Elections Across the United States Introduce Security Measures and New Voting Laws – Daily Freeman


ATLANTA (AP) – The U.S. election on Tuesday will be the first to test new voting restrictions in some Republican-controlled states and give election officials a chance to counter a year of misinformation about the security of the nation. vote.

Officials said demonstrating safe, consistent and fair practices could help reassure those who still have doubts about last year’s presidential election as they begin preparations for next year’s midterms. .

“It’s a big dress rehearsal for 2022,” Minnesota Secretary of State Steve Simon said.

Much of the focus will be on Virginia and New Jersey, where voters vote for governor and other statewide races. For the rest of the country, voters made selections on a variety of local races, ranging from mayor and city council to school board and bail measures. Voters in Maine, New York, Texas and a few other states were considering voting initiatives on a wide range of topics.

For some, the voting experience will be different from last year, when officials implemented pandemic-related changes to make it easier for voters to avoid overcrowded polling stations.

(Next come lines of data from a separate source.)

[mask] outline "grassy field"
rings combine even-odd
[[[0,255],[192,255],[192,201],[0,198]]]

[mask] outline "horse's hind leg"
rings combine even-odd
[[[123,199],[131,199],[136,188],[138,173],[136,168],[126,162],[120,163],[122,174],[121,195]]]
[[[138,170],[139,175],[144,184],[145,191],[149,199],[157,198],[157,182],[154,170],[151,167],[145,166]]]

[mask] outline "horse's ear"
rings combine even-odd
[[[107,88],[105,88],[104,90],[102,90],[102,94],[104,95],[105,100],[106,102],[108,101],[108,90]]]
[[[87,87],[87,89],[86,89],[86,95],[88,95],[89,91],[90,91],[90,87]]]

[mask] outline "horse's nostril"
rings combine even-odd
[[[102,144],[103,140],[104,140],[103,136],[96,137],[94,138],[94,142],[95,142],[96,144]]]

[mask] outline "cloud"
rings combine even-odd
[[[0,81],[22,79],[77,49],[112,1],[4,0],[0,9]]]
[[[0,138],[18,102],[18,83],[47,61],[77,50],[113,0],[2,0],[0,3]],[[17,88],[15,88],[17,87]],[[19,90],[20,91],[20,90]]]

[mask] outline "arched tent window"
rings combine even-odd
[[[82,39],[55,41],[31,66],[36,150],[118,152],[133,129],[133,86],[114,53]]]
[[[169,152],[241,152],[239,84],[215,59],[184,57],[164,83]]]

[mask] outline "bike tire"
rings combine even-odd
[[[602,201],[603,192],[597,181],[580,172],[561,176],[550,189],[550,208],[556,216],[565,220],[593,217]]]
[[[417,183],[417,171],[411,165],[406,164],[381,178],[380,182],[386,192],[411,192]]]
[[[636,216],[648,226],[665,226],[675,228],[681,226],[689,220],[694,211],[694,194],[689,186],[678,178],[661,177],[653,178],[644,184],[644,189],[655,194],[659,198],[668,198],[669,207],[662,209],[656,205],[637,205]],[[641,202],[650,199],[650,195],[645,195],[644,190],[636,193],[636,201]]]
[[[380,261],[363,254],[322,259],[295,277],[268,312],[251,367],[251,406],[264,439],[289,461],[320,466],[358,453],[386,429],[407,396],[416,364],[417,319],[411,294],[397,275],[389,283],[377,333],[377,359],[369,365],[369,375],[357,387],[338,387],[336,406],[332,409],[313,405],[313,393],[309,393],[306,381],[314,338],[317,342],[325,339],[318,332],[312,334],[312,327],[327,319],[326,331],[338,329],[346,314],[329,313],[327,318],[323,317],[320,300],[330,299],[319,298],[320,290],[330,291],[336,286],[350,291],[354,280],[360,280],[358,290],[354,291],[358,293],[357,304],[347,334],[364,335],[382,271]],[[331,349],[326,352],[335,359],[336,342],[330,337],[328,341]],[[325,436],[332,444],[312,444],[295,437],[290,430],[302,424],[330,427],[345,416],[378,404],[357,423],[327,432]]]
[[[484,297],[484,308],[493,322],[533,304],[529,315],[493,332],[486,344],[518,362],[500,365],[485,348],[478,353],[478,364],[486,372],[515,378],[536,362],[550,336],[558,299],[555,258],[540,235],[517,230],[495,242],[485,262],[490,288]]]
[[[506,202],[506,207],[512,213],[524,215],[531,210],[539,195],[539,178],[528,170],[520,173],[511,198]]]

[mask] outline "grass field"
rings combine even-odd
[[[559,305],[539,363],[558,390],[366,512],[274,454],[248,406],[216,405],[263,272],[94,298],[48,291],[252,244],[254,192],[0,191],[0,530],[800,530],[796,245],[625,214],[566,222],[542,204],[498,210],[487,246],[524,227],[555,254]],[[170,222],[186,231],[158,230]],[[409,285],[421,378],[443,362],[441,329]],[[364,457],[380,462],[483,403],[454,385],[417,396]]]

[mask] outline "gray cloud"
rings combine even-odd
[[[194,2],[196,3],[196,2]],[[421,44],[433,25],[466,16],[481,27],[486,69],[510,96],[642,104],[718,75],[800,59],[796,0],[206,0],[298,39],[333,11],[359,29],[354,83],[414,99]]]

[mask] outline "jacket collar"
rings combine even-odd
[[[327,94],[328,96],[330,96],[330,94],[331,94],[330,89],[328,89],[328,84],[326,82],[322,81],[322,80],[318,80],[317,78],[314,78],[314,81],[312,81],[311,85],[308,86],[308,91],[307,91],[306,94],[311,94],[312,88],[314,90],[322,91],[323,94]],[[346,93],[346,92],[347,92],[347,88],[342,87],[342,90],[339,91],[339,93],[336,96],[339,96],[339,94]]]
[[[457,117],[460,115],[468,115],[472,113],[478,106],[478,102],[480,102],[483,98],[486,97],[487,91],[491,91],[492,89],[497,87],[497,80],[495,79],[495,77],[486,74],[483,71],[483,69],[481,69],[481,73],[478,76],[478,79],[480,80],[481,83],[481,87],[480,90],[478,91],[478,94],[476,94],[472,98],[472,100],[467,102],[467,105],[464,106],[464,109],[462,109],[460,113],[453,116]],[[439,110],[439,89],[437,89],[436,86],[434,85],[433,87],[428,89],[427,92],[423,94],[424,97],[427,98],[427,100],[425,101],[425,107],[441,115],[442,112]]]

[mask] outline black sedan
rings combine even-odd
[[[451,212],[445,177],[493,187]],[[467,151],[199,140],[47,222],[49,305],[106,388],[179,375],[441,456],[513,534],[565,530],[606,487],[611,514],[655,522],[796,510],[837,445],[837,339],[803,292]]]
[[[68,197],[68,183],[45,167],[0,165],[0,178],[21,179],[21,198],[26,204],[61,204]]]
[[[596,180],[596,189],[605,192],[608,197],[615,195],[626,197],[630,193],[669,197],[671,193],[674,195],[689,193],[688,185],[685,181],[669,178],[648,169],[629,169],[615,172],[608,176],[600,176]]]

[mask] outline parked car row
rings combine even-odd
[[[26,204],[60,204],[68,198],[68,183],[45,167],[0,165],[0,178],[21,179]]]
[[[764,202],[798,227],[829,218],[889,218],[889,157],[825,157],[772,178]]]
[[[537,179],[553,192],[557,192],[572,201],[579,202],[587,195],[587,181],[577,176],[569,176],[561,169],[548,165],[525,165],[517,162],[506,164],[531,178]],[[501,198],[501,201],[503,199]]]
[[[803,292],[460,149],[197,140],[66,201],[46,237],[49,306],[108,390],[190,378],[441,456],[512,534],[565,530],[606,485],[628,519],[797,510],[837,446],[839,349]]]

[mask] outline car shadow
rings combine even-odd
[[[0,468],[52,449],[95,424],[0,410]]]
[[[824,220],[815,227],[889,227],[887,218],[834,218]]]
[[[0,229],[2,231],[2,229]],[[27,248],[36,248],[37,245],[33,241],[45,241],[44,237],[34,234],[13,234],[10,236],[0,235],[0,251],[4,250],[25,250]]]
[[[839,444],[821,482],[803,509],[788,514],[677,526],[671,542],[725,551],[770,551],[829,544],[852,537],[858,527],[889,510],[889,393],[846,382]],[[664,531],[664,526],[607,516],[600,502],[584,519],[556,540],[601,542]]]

Some states have made these changes permanent, while others have rolled back some of them.

In Virginia, lawmakers last year broadened postal voting permanently by no longer requiring an apology. But the requirement for a witness signature on mail-in ballots that was lifted last year is back, and officials have made efforts to contact voters who handed out ballots without them. These voters will have until Friday to resolve the issue or their ballots will not be counted.

In a few states, voters faced stricter voting rules due to laws enacted in states politically controlled by Republicans. Among them are Florida and Georgia, where voters face new identification requirements for the use of postal ballots.

Republicans said their changes were necessary to improve safety and public confidence after the 2020 presidential election. They acted as former President Donald Trump continued his false claims that the election was stolen despite no evidence widespread fraud.

These claims were dismissed by judges and election officials on both sides who certified the results and Trump’s own attorney general, who said federal law enforcement had not seen fraud “on a scale which could have led to a different result in the election ”.

Voting rights groups said a variety of hotlines would be available to help voters who have questions or experience problems at the polls or with their mail ballots. Damon Hewitt, whose group of the Lawyers Committee for Civil Rights under the Act is leading the effort, said Tuesday presented an important test.

“It’s a test for voters to rise to the challenge, to understand these new rules and restrictions,” Hewitt said. “And frankly, this is also a test of our democracy: how strong can it be and are we willing to tolerate these efforts to make voting more difficult for people.”

Tuesday will also be an opportunity for election officials to educate voters on how the system works and to tackle the misinformation that still surrounds the 2020 presidential vote. The false statements have led to harassment and even death threats against local and national election officials.

“We need to do more to combat it, take it into account, and frankly educate the public about the voting process,” said Amber McReynolds, former Denver Election Clerk and CEO of the National Vote at Home Institute. “Because part of the reason there is disinformation and it was able to circulate the way it did, is that the vast majority of Americans don’t understand how the electoral process works. “


Izaguirre reported from Tallahassee, Florida.